There were no differences between baseline and post-LPS scans for [11C]PBR28 injected activity (14.2±5.1 mCi vs. 15.6±4.4 mCi) or mass (1.6±2.2 μg vs. 1.8±2.7 μg) or radiotracer plasma-free fraction (2.7±0.8% vs. 2.8±1.3%; ps>.40). LPS significantly increased [11C]PBR28 VT in the new subject cohort by 36% (n=10; p<.001; range: 3140%), and the full sample by 41% (N=18; p<.001; range: 31–50%; Figure 1C; Table 1), indicating robust neuroimmune stimulation. Post-hoc analyses showed that LPS evoked a whole-brain neuroimmune response (all ROIs: p<.001; Bonferroni-corrected threshold: p<.005; Cohen’s ds>1.60). LPS impaired verbal learning and verbal recall proficiency by 10.7% and 22.3%, respectively (ps≤.001; Bonferroni-corrected threshold: p<.007), indicating large decrements in performance (Cohen’s ds>0.90; Figure 1B; Table 1). A Pearson correlation revealed that greater LPS-induced TSPO increases in the hippocampus were associated with greater decrements in verbal learning (r=−0.52, p=.028; Figure 1D). Visual learning was also impaired by LPS (p=.03) but did not survive Bonferroni-correction (p<.007). No other cognitive domains approached statistical significance (uncorrected ps≥.10). Additionally, greater LPS-induced TSPO increases in putamen and thalamus were associated with greater decrements in verbal learning (r=−0.50 and −0.55, respectively; ps<.05). No other regions exhibited significant correlations with verbal learning or recall (ps>.10). A subset of participants (n=10) repeated the cognitive battery an average of 5 months after LPS administration (range: 0.7–9.8 months). Follow-up verbal learning and recall proficiency did not differ from baseline levels (ps>.60), suggesting that LPS-induced cognitive decrements were transient in nature.

Discussion

Results of this study confirmed that LPS increased brain TSPO availability (Sandiego et al., 2015), indicative of microglial activation/proliferation (Hannestad et al., 2012; Tournier et al., 2019), and leads to a substantial and specific disruption in memory processes. Furthermore, the magnitude of neuroimmune response in the hippocampus was associated with the decrement in verbal learning (and explained 27% of the variance). Together, these data suggest that hippocampally-mediated memory processes may be sensitive to neuroimmune stimulation and/or microglial activation. Two neurobiological phenomena may explain these findings. First, the hippocampus expresses a relatively high density of cytokine receptors (Ban, 1994). Second, in rodents, LPS has been shown to suppress long term potentiation in the hippocampus (Jo et al., 2001) suggesting a link between neuroinflammation and memory dysfunction.

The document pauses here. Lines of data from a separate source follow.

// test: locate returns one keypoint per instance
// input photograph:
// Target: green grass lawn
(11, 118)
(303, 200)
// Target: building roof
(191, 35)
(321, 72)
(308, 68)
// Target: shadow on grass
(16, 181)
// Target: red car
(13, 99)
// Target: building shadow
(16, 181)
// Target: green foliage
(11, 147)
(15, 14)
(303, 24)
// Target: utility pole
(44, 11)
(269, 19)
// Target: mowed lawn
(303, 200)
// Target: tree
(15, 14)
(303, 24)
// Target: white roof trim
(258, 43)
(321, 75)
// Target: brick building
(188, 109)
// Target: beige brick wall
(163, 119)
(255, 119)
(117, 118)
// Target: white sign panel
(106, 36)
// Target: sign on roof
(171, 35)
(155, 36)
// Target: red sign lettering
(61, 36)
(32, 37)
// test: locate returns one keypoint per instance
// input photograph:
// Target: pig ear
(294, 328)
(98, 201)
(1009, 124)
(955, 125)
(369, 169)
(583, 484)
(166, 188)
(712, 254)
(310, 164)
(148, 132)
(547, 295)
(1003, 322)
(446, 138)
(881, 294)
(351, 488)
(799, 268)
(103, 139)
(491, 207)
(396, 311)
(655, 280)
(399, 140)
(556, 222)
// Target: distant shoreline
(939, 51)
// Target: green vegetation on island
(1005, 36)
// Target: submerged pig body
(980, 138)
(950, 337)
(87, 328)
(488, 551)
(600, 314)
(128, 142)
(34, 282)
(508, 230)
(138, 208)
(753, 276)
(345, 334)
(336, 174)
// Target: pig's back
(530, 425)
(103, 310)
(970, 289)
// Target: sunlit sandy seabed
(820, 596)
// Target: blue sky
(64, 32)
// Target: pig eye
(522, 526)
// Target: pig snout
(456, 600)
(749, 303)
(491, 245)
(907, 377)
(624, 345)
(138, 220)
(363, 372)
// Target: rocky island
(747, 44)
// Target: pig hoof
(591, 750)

LPS did not alter attention, psychomotor, or executive processes. The specificity of the LPS effects on memory suggests that general experimental factors, such as LPS-induced ‘sickness symptoms’ (fatigue and malaise), cannot explain our findings (Cunningham and Sanderson, 2008). Exploratory correlations further indicated that neuroimmune responses in the putamen and thalamus were also related to verbal learning decrements, suggesting possible network-level LPS effects, consistent with an emerging literature implicating the basal ganglia and thalamus in memory dysfunction (de Jong et al., 2008; Foerde and Shohamy, 2011). Whereas animal models have shown that neuroimmune stimulation disrupts episodic memory processes, this is the first experimental evidence, to our knowledge, that specifically links neuroimmune responses to memory dysfunction in humans.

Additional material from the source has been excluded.